In general, *any* situation where you have tons of character sequences 
that are the same (and here it's not the characters *themselves* that have 
to be the same - it's the *sequence* that has to be the same, so it's not 
about repeating the same character over and over per se: it's about 
repeating a certain block of characters many many times in the source 
code) will be problematic for pretty much any similarity analysis.

Why? Because you just have a lot of the same sequence, and to get a good 
delta you want to find common "sequences of these sequences" (call them 
supersequences) in order to find the biggest common chunk.

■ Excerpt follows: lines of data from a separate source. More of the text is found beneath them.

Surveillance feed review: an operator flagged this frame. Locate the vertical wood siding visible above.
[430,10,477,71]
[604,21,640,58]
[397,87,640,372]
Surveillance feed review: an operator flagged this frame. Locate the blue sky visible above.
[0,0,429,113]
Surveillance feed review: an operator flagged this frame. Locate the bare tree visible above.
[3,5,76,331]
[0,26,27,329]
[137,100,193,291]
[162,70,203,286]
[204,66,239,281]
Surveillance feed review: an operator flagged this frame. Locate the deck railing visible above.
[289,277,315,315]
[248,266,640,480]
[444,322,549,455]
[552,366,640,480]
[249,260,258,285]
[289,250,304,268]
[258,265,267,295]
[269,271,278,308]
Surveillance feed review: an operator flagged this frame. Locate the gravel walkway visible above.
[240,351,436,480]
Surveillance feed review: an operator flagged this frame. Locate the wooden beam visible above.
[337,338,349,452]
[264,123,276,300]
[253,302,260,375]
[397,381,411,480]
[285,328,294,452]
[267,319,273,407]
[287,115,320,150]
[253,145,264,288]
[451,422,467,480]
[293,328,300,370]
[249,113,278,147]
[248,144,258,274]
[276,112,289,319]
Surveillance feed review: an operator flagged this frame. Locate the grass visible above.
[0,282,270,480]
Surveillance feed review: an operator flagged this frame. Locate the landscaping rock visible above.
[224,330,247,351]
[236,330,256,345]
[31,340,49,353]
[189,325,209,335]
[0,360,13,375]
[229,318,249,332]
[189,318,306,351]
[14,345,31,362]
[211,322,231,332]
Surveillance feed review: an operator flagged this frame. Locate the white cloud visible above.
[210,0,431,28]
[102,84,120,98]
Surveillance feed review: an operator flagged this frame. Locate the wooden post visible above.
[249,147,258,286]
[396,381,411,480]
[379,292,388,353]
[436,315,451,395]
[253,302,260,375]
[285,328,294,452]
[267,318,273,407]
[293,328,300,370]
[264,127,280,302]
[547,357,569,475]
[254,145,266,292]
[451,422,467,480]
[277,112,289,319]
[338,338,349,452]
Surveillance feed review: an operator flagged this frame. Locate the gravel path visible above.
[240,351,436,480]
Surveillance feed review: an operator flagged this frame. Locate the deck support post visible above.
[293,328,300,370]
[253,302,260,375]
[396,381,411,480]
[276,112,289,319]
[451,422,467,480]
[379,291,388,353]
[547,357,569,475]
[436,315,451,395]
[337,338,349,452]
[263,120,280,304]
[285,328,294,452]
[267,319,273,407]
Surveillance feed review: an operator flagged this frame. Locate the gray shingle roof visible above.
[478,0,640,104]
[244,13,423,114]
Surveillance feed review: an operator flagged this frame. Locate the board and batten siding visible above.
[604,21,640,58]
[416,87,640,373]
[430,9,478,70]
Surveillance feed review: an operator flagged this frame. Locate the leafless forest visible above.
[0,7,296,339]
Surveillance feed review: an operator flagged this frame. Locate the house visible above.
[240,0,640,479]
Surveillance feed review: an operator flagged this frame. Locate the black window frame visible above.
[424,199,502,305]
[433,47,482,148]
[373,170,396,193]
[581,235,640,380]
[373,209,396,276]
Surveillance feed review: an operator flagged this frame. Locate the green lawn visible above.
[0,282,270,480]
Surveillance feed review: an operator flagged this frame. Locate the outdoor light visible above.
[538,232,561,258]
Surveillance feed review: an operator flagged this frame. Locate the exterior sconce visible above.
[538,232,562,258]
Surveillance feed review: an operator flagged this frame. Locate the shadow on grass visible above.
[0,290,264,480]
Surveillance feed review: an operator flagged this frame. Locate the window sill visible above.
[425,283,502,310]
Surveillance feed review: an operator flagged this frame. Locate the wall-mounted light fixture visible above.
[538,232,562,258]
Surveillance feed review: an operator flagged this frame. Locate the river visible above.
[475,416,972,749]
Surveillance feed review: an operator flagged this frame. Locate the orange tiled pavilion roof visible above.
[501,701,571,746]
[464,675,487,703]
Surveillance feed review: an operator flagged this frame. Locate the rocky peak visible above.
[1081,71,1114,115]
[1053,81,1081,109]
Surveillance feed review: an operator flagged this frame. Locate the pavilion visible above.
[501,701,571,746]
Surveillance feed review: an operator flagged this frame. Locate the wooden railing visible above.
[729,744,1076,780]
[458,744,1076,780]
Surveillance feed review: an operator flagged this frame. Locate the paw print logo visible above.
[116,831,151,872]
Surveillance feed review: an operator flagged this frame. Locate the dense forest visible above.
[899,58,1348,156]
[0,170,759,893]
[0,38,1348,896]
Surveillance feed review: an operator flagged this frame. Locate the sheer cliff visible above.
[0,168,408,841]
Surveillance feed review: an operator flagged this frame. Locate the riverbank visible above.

So the badly performing cases for any delta algorithm (and I do want to 
point out that this has nothing what-so-ever to do with the particular one 
that git uses) tends to be exactly the ones where you have lots and lots 
of smaller chunks that match in two files, and that then makes it costlier 
to find the *bigger* chunks that are build up of those smaller chunks.

And generally you tend to have two situations: you either (a) take *much* 
longer to find the common areas (they are often quadratic or worse 
algorithms) or (b) you decide to ignore chunks that are so common that 
they don't really add any real information when it comes to finding truly 
common chunks. Where that second choice generally means that you can miss 
some cases where you *could* have found a good match for deltification.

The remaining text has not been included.